For low-level stuff, there is still nothing that beats C and C++. For example, I wrote Taekwindow in Visual C++ 2008. It consists mostly of Windows API calls; any other language would be too much of a hassle, and in this case not even possible (hook procedures).
The configuration tool was done in C#, but I am currently redoing that in C++ to make code reuse easier. I did look at MFC briefly, but decided that I didn't like its bloat for such a simple program, so I ended up using only the vanilla Windows API and its dialog manager. Admittedly, I can be a bit of a masochist sometimes.
Microsoft said that they'll improve MSVC because they have customers who have millions of lines of C++ already. For all I know, most well-known, commercial applications for Windows, not to mention Windows itself, are built using MSVC: i.e. applications which have been years in the making.
The most recent time I used MSVC (and MFC) was on a PocketPC/SmartPhone (i.e. Windows Mobile).
The majority of cross platform computer games are always written in VC++ since abstractions are always used anyway. Some platforms such as PS3 even allow for games to be compiled straight out of VC for PS3.
I'd say, anything cross platform that has to run on both Windows, mac and/or linux has a high chance of being written in VC because it's the best IDE out there.

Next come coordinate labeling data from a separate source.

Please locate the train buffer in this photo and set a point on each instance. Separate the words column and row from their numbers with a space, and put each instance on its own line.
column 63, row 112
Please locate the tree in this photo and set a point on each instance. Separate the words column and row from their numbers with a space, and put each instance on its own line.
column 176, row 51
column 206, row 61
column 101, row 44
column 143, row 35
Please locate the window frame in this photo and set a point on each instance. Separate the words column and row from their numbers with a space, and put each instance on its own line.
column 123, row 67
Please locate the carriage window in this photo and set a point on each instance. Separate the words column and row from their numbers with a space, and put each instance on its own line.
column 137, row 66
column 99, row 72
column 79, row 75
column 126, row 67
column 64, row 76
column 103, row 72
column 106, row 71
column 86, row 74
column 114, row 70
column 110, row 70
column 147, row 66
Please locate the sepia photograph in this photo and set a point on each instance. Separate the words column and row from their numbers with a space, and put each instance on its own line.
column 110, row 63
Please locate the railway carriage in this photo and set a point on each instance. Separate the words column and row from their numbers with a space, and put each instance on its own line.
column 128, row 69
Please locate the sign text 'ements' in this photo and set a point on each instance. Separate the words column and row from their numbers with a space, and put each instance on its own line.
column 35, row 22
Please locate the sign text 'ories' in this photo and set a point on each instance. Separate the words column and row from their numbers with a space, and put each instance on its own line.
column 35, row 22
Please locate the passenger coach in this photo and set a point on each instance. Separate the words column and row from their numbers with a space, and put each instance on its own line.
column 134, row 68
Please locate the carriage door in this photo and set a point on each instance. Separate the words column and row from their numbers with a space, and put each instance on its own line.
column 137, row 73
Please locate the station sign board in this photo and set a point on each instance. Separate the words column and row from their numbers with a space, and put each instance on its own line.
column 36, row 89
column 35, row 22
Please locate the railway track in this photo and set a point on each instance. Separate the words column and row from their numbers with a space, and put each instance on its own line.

Visual C++ is the ultimate programming tool which is still widely used in Most of the Core Banking and financial products developed by software companies. AS far as I know, adobe products are developed in VC++ and if you want to code anything in windows based pda or phones , vc++ embedded which is also called eVC++ is the way to go. Most of the kernel level rootkits are developed making use of VC++ with DDK functionality. The list goes on like that. There is no reason to consider vc++ as being not used these days.